Just like any other cloud storage provider – DropBox, Box, etc. You can view a good comparison chart of the features for each provider here. I recently asked one of our interns who is still in university if students and teachers use the Cloud to manage their coursework, and he replied that most just use local files and folders. Everyone understands how to use files and folders after high school, so it makes sense that they are still part of data collection/archiving mechanisms. Local files and folders work well for individual, siloed record keeping, but since most organizations eventually develop the requirement to start creating processes and/or referencing content from multiple users, solely using local files and folders can become a nightmare. The functionality of linking or connecting files and folders simply doesn’t exist in files and folders. This brings me to my second point of what SharePoint is…
SharePoint is also a website.
If my memory serves me right, initially the idea behind websites was so that academics could publish their material in a uniform web format and link/reference others content and material. This idea democratized sharing and collaborating on documents. This website functionality, on top of files and folders, now allows the ability to link and relate content in a way that files and folders by themselves can’t.
With those two concepts in mind, SharePoint finally started to make sense to me. SharePoint combines both of things into one platform.
The strength of this integration is twofold: the users can still use their knowledge of files and folders and the web to work within the platform, while the administrators get the additional benefits of version history and change management.
SharePoint’s Secret Sauce
I warmed up to SharePoint once I understood that Microsoft simply took those two core concepts and merged them together, and I thought was starting to get it, but I still couldn’t see what advantage SharePoint had. After all, the other technologies like Dropbox and Box do those two things well, too – files and folders, and their website interface.
Then, I discovered SharePoint’s secret sauce:
- SharePoint has lists and metadata. Lists are are a storage mechanism that allows you to use mini databases to store data.
- SharePoint has automation.
The list piece was neat, as it that would allow storage of data in a database type manner… but the automation feature completely knocked my socks off! It was my “aha” moment for this tool. I felt like I understood why SharePoint existed. I wanted to shout, “Hello all, SharePoint has automation out of the box!” Talk about full-on love! SharePoint comes with an automation engine that you can use to automate to your heart’s content.
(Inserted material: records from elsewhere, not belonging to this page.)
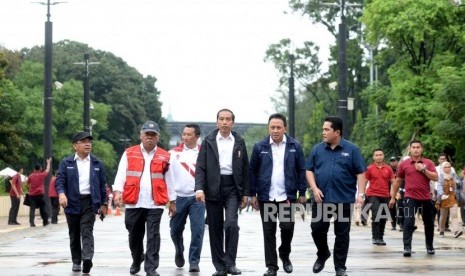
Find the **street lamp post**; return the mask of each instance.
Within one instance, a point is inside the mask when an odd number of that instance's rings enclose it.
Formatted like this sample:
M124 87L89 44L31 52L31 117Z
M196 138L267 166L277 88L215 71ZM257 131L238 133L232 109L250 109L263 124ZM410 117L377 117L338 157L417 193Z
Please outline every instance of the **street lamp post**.
M289 56L291 76L289 77L289 135L295 138L295 90L294 90L294 55Z
M44 159L52 157L52 54L53 54L53 23L50 21L50 5L57 5L66 2L35 2L41 5L47 5L47 21L45 22L45 44L44 44ZM52 169L50 172L53 171ZM44 183L45 202L47 210L50 212L52 207L48 197L48 187L50 185L51 173L48 174Z
M91 131L90 122L90 85L89 85L89 65L100 64L100 62L89 62L89 54L84 54L84 62L75 62L85 66L84 73L84 131Z

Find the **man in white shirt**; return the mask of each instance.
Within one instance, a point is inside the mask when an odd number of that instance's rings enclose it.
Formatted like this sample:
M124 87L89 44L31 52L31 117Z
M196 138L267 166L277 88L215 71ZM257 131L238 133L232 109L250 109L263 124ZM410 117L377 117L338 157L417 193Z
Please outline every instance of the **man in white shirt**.
M113 186L114 200L117 206L122 203L126 206L125 224L133 260L130 274L139 272L145 260L147 276L159 276L156 270L160 260L160 221L168 202L169 215L176 214L176 193L169 170L170 154L157 146L160 127L153 121L147 121L139 137L141 144L126 149L121 157Z
M276 254L278 218L281 230L279 258L286 273L293 271L289 259L295 225L292 204L297 201L297 193L300 204L307 202L304 154L300 143L285 134L286 127L284 115L272 114L268 119L270 135L254 145L250 157L251 201L255 209L260 209L268 268L264 276L276 276L279 268Z
M175 179L174 189L177 195L176 215L171 217L170 221L171 240L176 249L174 261L177 267L184 266L183 232L189 216L191 228L189 272L200 272L199 262L205 231L205 204L195 199L195 164L200 149L197 144L199 138L199 125L187 124L182 132L183 143L170 150L173 160L170 171Z

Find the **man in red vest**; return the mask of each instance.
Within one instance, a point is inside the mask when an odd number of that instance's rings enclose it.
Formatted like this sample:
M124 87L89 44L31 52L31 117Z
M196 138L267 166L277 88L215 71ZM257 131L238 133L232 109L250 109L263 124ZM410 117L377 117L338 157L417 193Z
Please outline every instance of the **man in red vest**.
M45 171L42 171L42 166L40 164L35 164L34 172L31 173L27 179L29 198L31 200L31 205L29 206L29 224L31 227L36 227L34 223L36 208L39 208L40 210L40 217L42 218L43 225L46 226L49 224L47 210L45 209L44 183L45 178L47 178L48 173L50 172L51 160L51 158L47 159L47 167L45 168Z
M168 202L169 215L175 215L176 193L169 172L170 154L157 146L160 127L154 121L147 121L139 137L141 143L126 149L119 162L113 186L114 200L117 206L122 203L126 206L125 224L133 260L129 272L131 275L139 272L145 260L147 276L159 276L156 270L160 260L160 221Z

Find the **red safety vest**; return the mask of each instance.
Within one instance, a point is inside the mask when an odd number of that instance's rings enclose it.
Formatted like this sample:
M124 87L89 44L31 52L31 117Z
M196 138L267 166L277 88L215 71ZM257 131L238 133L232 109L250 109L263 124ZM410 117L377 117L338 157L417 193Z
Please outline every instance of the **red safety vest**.
M144 156L139 145L126 149L128 169L123 189L123 203L136 204L139 200L140 178L144 171ZM150 164L150 177L152 179L152 197L156 205L168 203L168 188L164 174L169 168L170 154L158 147Z

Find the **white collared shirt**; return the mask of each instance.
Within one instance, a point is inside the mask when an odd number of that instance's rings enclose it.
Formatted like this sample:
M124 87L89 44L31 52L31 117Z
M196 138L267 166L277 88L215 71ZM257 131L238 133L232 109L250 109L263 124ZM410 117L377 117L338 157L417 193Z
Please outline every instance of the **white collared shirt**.
M216 135L216 144L218 145L218 155L220 159L220 174L232 175L232 159L234 148L234 136L229 133L228 137L221 136L220 132Z
M140 178L140 191L139 191L139 199L137 200L136 204L126 204L126 208L147 208L147 209L153 209L153 208L165 208L165 205L159 206L155 205L155 202L153 201L153 195L152 195L152 179L150 178L150 164L152 162L153 156L155 155L155 152L157 151L158 147L155 146L155 148L147 152L144 147L142 146L142 143L140 144L141 150L142 150L142 155L144 156L144 171L142 172L142 176ZM170 157L170 163L171 163L171 157ZM126 156L126 151L124 151L123 156L121 156L121 160L118 165L118 172L116 173L115 177L115 183L113 185L113 190L114 191L119 191L123 192L124 189L124 183L126 182L126 171L128 169L128 158ZM168 187L168 197L169 200L176 200L176 193L174 192L173 188L173 176L172 172L168 170L165 173L165 182L166 186Z
M270 137L271 152L273 154L273 171L271 173L270 201L284 201L287 199L284 178L284 155L286 136L276 144Z
M90 156L87 155L81 159L77 154L74 155L79 174L79 193L81 195L90 194Z
M170 150L170 171L174 177L176 195L182 197L195 196L195 164L199 156L199 147L190 149L184 145L181 152Z

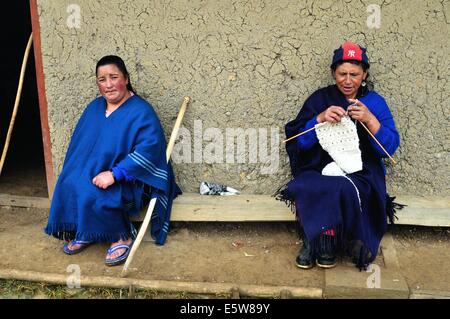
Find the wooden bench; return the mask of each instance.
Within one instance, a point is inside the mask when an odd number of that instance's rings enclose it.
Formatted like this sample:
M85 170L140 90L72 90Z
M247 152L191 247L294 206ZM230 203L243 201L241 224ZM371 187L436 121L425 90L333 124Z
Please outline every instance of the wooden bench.
M145 214L145 212L143 212ZM294 221L294 213L269 195L199 195L184 193L173 202L171 221Z
M397 196L408 205L397 211L397 224L450 227L450 197ZM0 194L0 206L49 209L48 198ZM142 220L146 210L136 221ZM183 193L173 203L171 221L277 222L295 221L294 214L270 195L208 196Z
M408 206L397 210L397 224L450 227L450 198L397 196ZM141 212L143 220L145 211ZM277 222L295 221L283 202L270 195L209 196L183 193L173 202L171 221Z

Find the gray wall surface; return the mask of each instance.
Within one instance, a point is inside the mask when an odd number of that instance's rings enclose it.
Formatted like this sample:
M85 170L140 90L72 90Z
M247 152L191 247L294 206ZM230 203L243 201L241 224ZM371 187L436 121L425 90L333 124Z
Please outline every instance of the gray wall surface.
M333 83L333 50L350 40L367 47L401 135L398 164L386 162L389 192L450 194L449 1L40 0L38 9L56 175L98 94L97 60L117 54L167 138L192 98L173 155L184 191L206 180L272 194L290 176L284 125Z

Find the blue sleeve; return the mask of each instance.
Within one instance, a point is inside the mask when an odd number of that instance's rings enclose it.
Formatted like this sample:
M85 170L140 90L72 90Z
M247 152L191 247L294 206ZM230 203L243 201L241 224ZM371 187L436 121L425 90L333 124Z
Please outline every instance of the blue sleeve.
M125 168L122 168L120 166L114 166L112 168L112 171L114 177L116 178L116 181L118 182L121 181L132 182L136 179L134 176L130 175Z
M374 134L375 138L383 145L389 155L392 156L400 145L400 136L386 101L376 93L374 93L373 96L374 97L370 98L367 103L364 101L364 98L361 100L380 122L381 126L378 132ZM370 144L380 157L387 157L386 153L373 138L369 138L369 140Z
M304 131L314 127L316 124L318 124L317 116L314 116L312 119L310 119L308 122L306 122L305 127L300 129L300 132L298 132L298 133L304 132ZM303 134L303 135L297 137L298 148L302 151L309 150L318 141L319 140L317 139L316 130L312 130L306 134Z

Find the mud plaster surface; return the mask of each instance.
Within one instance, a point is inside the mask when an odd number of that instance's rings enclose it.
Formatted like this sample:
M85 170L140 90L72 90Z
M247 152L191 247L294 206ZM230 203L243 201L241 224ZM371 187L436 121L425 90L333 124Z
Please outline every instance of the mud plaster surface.
M80 28L69 28L67 2L38 1L55 174L77 119L97 94L96 61L118 54L136 90L157 110L166 136L183 97L192 97L183 121L190 134L183 143L190 148L175 163L183 190L197 191L202 180L209 180L246 193L271 194L290 174L283 126L307 96L332 83L332 52L351 40L368 47L370 79L386 98L401 135L398 165L388 164L391 193L449 195L448 1L77 4ZM368 27L369 4L380 5L379 29ZM202 125L198 144L196 121ZM267 141L263 131L258 142L266 143L269 152L276 150L278 162L260 154L252 162L249 145L257 151L262 147L249 142L242 163L237 153L231 156L234 162L227 161L227 128L265 130ZM272 129L278 140L271 137ZM205 160L205 152L215 156ZM274 170L264 173L271 166Z

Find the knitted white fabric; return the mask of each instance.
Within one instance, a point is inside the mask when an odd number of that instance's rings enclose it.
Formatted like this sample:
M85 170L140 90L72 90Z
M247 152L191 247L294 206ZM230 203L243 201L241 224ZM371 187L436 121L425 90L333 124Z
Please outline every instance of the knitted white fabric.
M361 150L356 125L344 116L339 123L320 123L315 126L322 148L347 174L362 170Z
M328 163L322 170L325 176L345 176L344 171L336 164L336 162Z

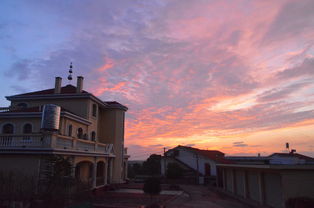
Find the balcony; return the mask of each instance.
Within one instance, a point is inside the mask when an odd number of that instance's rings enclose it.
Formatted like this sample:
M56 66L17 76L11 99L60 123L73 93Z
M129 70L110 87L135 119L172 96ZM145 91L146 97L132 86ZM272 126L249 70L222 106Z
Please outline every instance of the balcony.
M0 135L0 151L48 149L109 155L112 153L113 145L58 134Z

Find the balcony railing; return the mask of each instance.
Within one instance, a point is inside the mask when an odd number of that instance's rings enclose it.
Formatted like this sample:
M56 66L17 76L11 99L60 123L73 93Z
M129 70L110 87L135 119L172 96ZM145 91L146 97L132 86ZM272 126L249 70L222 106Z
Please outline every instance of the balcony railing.
M76 139L57 134L0 135L1 149L56 149L100 154L112 153L112 144Z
With SharePoint, organization process creators (managers, administrators, process engineers, etc.) get the ability to create and automate and truly optimize processes. In my personal experience over the years, I have concluded that it is these individuals (process admins or creators) within organizations who truly add value to an organization, by using technology to simplify and create better, simpler, and more efficient processes for their users.
SharePoint Does it All
Need an approval process for a vacation process? Need to be informed when a file/folder changes? Need to collect data with various stages of approvals and verifications? Check! It’s possible. SharePoint does it all.
With SharePoint, your data (files and folders), process management, and workflows can be created, managed, and maintained within one single platform. You can take all of your paper-based or manual processes and move them to SharePoint. With SharePoint, you have a tool by which you can evolve your processes to their next evolution: digitization. Why wouldn’t everyone want to re-engineer and optimize their processes?
Here is the beauty of this platform: in an organization, users will create their content, files, and folders. Some of the files and folders might become part of internal processes and workflows. How do you then manage and ensure this process stay consistent? Hello, it’s SharePoint again – this tool that does it all. The user gets their files and folders that they are used to. Managers, administrators, and process engineers get a platform by which to create, maintain, and optimize processes. The end result of all of this and the benefit to the organizations will be time savings and money savings.
I don’t know of many tools out there that give you all of this out of the box. In that lies the complexity and love/hate relationship with SharePoint, but ultimately, it’s this power that has me transitioning from the feeling of warmness to full-on love.